While learning online initially posed significant challenges to engaging in embodied and relational work, two silver strands threaded deep connections between myself, my peers, and broader community: The Arts in Education: Foundational Exercises and Cultural Work and Education: Exploring Arts-Based Paradigms, Practices, and Possibilities. Guided by core questions about the purpose and values of art, education, culture, responsibility and identity, these courses created a space, in Raquel Jimenez’s words, “to really make ideas intersect with something concrete.” The intimate learning environments of these fall modules surprisingly managed to stretch across the Zoom screen and geospatial divides bringing me closer to my AIE cohort at a time when isolation felt like an unavoidable consequence of remote learning. Highly collaborative place-based projects were some of the most special ways I connected with my city and peers that simply would not have been possible without the generative incubators of S300 and S310.

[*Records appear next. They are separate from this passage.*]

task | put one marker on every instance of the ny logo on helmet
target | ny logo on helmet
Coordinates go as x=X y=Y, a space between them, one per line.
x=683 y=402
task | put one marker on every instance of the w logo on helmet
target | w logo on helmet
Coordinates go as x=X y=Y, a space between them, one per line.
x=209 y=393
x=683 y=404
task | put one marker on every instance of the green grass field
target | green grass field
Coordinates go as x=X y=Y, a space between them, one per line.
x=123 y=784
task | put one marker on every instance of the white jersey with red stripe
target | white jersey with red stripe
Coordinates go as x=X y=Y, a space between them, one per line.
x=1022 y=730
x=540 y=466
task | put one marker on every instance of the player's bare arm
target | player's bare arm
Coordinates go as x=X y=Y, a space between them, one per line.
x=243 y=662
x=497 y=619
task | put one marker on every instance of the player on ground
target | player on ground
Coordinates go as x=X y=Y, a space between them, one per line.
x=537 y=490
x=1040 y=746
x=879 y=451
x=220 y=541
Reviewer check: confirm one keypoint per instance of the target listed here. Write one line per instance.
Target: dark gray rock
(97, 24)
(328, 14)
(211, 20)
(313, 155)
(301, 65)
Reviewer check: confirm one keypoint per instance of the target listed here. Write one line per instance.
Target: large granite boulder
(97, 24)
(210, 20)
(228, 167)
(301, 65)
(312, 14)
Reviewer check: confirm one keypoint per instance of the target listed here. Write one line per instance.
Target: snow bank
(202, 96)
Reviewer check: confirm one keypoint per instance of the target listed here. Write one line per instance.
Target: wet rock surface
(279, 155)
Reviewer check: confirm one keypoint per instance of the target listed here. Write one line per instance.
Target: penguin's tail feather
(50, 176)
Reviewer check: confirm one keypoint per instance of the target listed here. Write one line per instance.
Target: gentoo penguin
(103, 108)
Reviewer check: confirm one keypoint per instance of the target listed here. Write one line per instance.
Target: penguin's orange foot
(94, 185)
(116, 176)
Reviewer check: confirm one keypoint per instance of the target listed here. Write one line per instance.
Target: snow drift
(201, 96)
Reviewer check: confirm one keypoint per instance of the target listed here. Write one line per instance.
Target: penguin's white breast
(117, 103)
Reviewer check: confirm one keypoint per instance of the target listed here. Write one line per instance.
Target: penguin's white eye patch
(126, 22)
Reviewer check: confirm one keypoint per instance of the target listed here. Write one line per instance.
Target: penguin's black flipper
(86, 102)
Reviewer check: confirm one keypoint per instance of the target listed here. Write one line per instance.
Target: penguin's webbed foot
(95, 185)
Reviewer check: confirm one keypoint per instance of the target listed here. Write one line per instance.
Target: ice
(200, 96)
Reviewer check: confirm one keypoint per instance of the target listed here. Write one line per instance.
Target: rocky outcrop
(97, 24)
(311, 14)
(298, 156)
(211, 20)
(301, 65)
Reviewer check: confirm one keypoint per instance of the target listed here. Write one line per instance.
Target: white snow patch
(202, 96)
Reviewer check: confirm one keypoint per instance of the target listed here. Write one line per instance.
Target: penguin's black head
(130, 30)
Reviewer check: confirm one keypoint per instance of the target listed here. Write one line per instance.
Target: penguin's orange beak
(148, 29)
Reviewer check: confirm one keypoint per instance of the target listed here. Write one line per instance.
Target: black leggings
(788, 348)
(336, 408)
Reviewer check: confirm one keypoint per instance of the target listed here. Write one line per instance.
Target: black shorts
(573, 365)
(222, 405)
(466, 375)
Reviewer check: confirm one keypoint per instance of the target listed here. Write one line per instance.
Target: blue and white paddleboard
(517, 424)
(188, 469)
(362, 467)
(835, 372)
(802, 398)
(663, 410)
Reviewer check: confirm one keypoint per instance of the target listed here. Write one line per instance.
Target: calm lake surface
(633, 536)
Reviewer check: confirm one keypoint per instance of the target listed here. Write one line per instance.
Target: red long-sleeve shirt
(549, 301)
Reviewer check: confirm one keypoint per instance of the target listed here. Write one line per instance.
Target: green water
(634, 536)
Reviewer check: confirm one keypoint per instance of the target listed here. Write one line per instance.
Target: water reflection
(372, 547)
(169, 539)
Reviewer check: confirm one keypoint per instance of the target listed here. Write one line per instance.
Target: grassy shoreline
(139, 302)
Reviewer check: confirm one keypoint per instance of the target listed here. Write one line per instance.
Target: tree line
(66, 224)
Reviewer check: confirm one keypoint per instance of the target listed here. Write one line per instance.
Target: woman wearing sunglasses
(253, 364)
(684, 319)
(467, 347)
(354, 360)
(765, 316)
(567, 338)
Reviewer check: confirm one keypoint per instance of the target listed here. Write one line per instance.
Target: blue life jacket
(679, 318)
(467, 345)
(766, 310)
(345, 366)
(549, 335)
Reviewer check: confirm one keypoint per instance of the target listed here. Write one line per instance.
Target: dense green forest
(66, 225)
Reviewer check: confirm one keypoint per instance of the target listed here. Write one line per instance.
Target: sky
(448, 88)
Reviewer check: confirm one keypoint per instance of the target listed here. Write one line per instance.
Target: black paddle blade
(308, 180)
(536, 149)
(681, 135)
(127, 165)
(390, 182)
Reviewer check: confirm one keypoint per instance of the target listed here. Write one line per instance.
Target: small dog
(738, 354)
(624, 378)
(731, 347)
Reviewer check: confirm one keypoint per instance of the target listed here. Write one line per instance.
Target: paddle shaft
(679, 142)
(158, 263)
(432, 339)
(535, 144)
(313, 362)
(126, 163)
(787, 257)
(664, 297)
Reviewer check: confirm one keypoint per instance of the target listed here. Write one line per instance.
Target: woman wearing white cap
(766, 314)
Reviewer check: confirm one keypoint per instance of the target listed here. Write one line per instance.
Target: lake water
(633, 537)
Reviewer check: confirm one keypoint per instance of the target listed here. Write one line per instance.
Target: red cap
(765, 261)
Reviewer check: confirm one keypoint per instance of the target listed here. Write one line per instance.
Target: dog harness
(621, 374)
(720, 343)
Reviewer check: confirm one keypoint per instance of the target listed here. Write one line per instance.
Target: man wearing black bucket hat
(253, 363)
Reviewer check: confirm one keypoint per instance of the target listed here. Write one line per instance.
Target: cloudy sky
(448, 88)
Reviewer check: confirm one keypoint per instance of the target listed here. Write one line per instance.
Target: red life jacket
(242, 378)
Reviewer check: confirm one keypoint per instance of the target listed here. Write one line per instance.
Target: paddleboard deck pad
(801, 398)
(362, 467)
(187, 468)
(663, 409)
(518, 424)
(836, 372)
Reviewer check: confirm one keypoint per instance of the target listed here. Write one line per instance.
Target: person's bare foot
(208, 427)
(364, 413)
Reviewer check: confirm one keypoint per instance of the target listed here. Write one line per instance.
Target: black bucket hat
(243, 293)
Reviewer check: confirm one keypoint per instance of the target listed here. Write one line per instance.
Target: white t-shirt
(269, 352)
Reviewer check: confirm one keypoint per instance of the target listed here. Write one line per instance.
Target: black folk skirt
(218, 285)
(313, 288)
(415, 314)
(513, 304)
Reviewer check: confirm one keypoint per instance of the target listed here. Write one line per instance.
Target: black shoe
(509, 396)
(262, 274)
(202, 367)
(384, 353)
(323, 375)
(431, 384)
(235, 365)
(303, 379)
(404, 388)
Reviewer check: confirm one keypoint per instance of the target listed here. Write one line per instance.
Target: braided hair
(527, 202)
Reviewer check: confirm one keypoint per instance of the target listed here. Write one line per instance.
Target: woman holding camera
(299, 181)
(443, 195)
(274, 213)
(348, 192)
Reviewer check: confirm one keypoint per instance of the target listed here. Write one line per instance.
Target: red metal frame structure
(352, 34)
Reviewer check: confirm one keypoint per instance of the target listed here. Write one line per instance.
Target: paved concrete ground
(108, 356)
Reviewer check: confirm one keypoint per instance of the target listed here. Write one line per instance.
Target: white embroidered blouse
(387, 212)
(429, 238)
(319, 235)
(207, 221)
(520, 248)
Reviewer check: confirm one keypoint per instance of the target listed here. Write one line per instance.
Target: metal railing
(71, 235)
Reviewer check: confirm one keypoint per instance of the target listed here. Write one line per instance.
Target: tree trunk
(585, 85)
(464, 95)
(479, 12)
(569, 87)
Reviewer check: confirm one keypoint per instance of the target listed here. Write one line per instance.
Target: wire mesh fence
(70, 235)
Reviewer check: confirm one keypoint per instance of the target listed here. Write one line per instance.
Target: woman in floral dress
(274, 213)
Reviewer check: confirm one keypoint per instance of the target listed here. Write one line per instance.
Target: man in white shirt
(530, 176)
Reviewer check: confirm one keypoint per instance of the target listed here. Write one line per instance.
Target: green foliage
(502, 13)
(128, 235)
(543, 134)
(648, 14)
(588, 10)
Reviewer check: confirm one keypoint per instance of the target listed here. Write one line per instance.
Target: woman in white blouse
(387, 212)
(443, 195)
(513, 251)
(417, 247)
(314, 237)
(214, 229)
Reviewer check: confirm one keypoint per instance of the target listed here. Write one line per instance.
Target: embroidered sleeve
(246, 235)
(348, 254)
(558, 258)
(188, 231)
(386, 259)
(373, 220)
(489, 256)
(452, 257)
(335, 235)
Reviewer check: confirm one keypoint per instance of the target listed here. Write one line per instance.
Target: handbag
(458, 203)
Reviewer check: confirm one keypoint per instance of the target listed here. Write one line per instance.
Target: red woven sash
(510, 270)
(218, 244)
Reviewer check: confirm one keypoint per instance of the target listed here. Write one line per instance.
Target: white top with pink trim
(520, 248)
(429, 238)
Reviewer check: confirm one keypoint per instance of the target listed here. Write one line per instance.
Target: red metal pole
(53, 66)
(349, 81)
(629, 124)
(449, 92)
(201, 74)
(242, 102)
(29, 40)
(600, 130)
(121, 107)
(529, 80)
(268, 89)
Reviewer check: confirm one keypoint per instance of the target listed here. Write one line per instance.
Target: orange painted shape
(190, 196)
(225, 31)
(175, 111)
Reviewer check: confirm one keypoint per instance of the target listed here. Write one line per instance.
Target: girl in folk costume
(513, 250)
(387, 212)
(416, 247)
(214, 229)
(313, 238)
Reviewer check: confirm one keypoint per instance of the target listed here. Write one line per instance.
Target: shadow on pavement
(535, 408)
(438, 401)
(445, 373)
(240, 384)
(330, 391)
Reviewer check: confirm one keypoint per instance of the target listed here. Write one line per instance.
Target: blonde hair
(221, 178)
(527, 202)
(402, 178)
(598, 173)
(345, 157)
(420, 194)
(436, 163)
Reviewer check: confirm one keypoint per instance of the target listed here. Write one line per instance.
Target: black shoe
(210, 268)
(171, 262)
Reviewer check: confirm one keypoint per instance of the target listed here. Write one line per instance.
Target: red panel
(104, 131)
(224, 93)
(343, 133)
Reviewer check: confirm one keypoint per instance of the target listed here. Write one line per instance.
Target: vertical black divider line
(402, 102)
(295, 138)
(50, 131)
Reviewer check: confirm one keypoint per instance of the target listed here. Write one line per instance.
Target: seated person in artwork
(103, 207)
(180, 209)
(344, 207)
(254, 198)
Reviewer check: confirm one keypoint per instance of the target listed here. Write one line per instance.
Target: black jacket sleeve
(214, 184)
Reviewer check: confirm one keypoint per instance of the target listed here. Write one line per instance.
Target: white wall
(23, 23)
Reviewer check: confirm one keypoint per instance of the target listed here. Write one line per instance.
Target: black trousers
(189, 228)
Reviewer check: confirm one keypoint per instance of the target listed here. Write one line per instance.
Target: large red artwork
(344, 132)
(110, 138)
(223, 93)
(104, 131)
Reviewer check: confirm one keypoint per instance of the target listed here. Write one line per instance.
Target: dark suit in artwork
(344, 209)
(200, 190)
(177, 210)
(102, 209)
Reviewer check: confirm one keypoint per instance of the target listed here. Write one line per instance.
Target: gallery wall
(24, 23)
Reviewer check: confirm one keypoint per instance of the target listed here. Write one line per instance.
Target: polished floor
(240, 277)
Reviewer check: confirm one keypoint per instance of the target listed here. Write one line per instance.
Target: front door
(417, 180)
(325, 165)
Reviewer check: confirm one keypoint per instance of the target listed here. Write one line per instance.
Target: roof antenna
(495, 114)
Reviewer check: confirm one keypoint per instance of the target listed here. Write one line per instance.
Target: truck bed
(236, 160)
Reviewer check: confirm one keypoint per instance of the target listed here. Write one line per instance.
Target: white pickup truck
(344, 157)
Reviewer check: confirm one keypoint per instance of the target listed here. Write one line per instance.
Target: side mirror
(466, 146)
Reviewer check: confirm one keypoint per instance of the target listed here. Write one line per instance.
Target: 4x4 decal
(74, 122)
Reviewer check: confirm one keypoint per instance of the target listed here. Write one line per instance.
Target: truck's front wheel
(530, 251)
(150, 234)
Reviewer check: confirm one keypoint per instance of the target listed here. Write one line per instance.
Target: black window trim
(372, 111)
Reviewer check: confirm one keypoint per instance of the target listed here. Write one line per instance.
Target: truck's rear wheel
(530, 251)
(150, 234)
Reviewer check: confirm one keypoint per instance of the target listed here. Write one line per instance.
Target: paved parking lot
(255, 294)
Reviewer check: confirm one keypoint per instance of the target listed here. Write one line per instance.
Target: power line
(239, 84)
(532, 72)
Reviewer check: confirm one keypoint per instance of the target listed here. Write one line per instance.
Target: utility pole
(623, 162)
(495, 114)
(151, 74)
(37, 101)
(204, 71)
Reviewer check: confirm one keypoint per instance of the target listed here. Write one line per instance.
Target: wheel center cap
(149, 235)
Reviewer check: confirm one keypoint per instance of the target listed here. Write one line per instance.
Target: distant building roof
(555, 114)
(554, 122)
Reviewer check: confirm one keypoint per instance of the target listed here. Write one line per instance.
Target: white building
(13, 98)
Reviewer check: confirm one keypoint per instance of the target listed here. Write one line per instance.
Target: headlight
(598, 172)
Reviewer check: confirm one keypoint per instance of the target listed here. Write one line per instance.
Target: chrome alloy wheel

"I will continue with an unwavering sense of optimism to dream of new worlds with young people, elders, artists, researchers, educators, activists, and community development practitioners who are also energized about approaching seemingly impossible questions with earnest curiosity, a culture of care, and thick presence for communal learning."
Is there any professor or class that significantly shaped your experience at the Ed School?
While at HGSE I have undertaken, what Arts in Education Faculty Director Steven Seidel coined, “micro-research,” and other reflective projects that leveraged coursework across the Graduate School of Education, Harvard Divinity School, and Graduate School of Design. My research evolved and coalesced around the reality of our interdependence and the multilayered ecologies that bind humans to one another, nonhuman kin, and the Earth during a time of simultaneous climate collapse and the upheaval of economic, cultural, and social life during COVID-19. The contours of this exploration were shaped by working with Steven Seidel, Raquel Jimenez, and Dr. Lynette Tannis. My artistic practice was profoundly transformed under the generous mentorship of Harvard Divinity School writer-in-residence Terry Tempest Williams. My studies were enriched through investigating community development with Dr. Lily Song, lecturer in urban planning and design, and Toni Griffin, professor in practice of urban planning. And, I would be remiss not to thank Dr. Laura Frahm, associate professor of the humanities in the Harvard Audio, Visual, and Film Studies Department, who graciously welcomed me as an auditor for her New Media Theory course, a brilliant seminar that crystalized a theoretical framework around eco-feminism, post humanism, new materialism, indigenous studies, environmental art, plant philosophy, and critical animal studies!
What are your post-HGSE plans?
I plan to continue thinking and creating across time and histories with plants, nonhuman animals, and (in)organic matter; to untangle enduring questions about conditions for freedom that necessitate mediating dialogue in the liminal space where creation and destruction are indistinguishable. I will continue with an unwavering sense of optimism to dream of new worlds with young people, elders, artists, researchers, educators, activists, and community development practitioners who are also energized about approaching seemingly impossible questions with earnest curiosity, a culture of care, and thick presence for communal learning.
What is something that you learned this year that you will take with you throughout your career in education?
I have learned that this is lifelong work.
How has the pandemic shifted your views of education?
I think of Angela Davis in conversation with Erika Higgins, hosted by Artspace New Haven in September 2020. Davis addressed the ways in which systemic racism as it expresses itself through state violence brought about through police and prisons cannot be discussed discretely from schools, “Education is so problematic in this country. We can’t refer to education as it exists today as an alternative, education itself has to be transformed.” This pandemic has reaffirmed my belief that the arts have the power to transform education and, ultimately, catalyze social change.